Currently, Pennsylvania has one of the toughest policies dictating when defendants can file post-conviction appeals – those based on non-DNA evidence must be filed within 60 days of the evidence’s discovery.
Now, though, there’s hope that this deadline will be extended or even eliminated altogether. Late last week, State Senator Stewart J. Greenleaf, Chairman of the Pennsylvania Senate Judiciary Committee, announced that he plans to introduce legislation that will eliminate the 60-day rule. “I don’t want to run the risk that someone who’s innocent remains in jail,” Greenleaf said.

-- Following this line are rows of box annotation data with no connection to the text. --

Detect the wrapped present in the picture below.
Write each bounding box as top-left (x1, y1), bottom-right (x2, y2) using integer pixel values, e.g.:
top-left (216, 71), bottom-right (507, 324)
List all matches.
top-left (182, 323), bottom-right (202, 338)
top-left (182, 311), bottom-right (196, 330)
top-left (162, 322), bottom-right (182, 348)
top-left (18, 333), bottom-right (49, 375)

The 60-day rule has been widely criticized because, due to the complexity of criminal appeals, this limit often doesn’t allow attorneys enough time to put together a case. In addition, the rule has been interpreted by the courts to mean that a separate petition has to be filed for each new piece of evidence, which overloads judicial calendars and may deter attorneys from taking wrongful conviction cases. As we wrote about last month, innocent people like Terrance Lewis are in prison simply because the proper paperwork wasn’t filed in time. The 60-day rule is a particularly harsh procedural barrier that has kept many inmates from presenting new evidence that could prove their innocence.
Greenleaf has also found an ally in Edward M. Marsico, Jr, Dauphin County DA and President of the State District Attorneys’ Association, who said he was “interested in working” with Greenleaf to help draft the legislation.